Caro Piero, non siamo certo noi omosessuali ad avere introdotto il tema della genitorialità, anche perché ci rendiamo ben conto delle difficoltà nell’affrontare una tematica così complessa con l’attuale quadro politico. E’ anzi proprio la violenza di questo dibattito politico che porta i nostri avversari (e pure certi nostri alleati) ad agitare strumentalmente questo tema come uno spaventapasseri per impedire agli omosessuali italiani di vedersi riconosciuti anche i più elementari diritti di cittadinanza. Personalmente ci ha colpito e ci ha ferito che anche tu ti sia unito a questo coro.

Ségolène Royal nel corso della sua recente campagna per le primarie presidenziali in una lettera al gruppo lgbt del PS francese ha affermato “Sull’adozione la mia posizione è ugualmente chiara: quando sono stata ministro della famiglia, ho riconosciuto ufficialmente l’associazione dei genitori e dei futuri genitori gay e lesbiche e, attraverso la legge del 4 marzo 2002 relativa alla potestà parentale, ho consentito l’introduzione di questa potestà tra i genitori dello stesso sesso. La famiglia omoparentale sta emergendo nella società, anche se vi sono ancora passi da compiere. Quello che importa, in materia di adozione, è che l’interesse del bambino sia preservato dalla qualità del progetto familiare e gli omosessuali, come gli eterosessuali, devono avere la possibilità di fare valere la qualità dei loro progetti familiari nel quadro della procedura sulle adozioni”.
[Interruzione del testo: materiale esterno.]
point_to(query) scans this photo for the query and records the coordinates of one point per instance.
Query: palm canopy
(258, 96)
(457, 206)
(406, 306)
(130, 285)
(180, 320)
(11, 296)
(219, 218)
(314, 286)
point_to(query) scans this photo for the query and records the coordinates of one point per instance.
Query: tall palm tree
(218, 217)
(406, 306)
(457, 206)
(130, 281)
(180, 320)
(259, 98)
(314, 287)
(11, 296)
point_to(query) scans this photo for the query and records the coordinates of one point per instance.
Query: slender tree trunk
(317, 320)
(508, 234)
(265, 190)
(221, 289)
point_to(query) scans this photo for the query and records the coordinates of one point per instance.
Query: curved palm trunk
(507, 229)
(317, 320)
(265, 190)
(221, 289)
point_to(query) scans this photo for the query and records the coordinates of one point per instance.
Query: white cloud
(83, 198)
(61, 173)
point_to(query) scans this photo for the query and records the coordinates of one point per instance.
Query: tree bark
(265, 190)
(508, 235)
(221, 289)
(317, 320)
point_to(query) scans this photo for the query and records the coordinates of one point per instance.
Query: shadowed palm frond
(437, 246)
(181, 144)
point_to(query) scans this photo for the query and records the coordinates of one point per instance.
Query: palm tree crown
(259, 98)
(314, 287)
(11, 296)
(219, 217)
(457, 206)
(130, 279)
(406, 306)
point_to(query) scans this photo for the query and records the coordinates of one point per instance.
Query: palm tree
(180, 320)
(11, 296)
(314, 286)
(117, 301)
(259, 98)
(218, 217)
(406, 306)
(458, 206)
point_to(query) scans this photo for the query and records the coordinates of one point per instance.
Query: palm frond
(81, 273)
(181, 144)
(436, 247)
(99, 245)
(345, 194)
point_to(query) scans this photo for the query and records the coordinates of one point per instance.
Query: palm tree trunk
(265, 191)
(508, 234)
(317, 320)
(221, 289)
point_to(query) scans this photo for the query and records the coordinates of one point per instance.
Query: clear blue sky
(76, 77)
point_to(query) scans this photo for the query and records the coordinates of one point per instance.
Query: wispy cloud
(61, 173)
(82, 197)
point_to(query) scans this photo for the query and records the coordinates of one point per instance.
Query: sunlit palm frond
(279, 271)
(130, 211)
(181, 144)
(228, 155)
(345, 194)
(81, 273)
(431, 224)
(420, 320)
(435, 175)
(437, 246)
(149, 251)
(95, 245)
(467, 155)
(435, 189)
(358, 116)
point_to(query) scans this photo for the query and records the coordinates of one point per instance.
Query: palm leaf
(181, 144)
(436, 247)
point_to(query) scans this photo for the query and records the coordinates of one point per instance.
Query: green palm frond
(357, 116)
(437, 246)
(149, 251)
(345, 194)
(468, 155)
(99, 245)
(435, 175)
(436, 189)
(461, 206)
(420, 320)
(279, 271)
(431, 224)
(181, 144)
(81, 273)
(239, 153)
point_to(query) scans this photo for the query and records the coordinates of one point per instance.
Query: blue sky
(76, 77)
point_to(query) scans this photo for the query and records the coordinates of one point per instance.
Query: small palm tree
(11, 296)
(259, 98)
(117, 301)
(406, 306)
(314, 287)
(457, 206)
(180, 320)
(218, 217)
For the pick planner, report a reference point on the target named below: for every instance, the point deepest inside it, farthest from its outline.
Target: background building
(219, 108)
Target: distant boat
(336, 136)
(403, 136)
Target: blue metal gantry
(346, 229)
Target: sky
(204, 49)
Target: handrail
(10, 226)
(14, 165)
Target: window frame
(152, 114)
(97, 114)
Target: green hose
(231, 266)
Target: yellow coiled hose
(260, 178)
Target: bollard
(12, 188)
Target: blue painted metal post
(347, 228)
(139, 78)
Siamo consapevoli delle difficoltà che ci sono in Italia, a differenza di quanto è già avvenuto da tempo nel resto d’Europa, anche solo nel discutere un disegno di legge decente sui diritti delle coppie che convivono. Però se siamo chiamati in causa nella nostra dignità non possiamo che reagire. Riteniamo sia compito di un partito laico come il nostro non chiudere gli occhi, non nascondere la testa sotto la sabbia come gli struzzi, ma ascoltare le domande che si levano dalla società, evitando di cavarcela con giudizi approssimati e frettolosi. Poiché concordiamo con te che sia “sbagliato affrontare questi temi come battaglie ideologiche”, ci auguriamo che presto il nostro partito sappia trovare le sedi giuste per discutere con serietà, concretezza e senza alcuna impostazione ideologica dei problemi che i genitori omosessuali e i loro figli si trovano di fronte nella nostra società.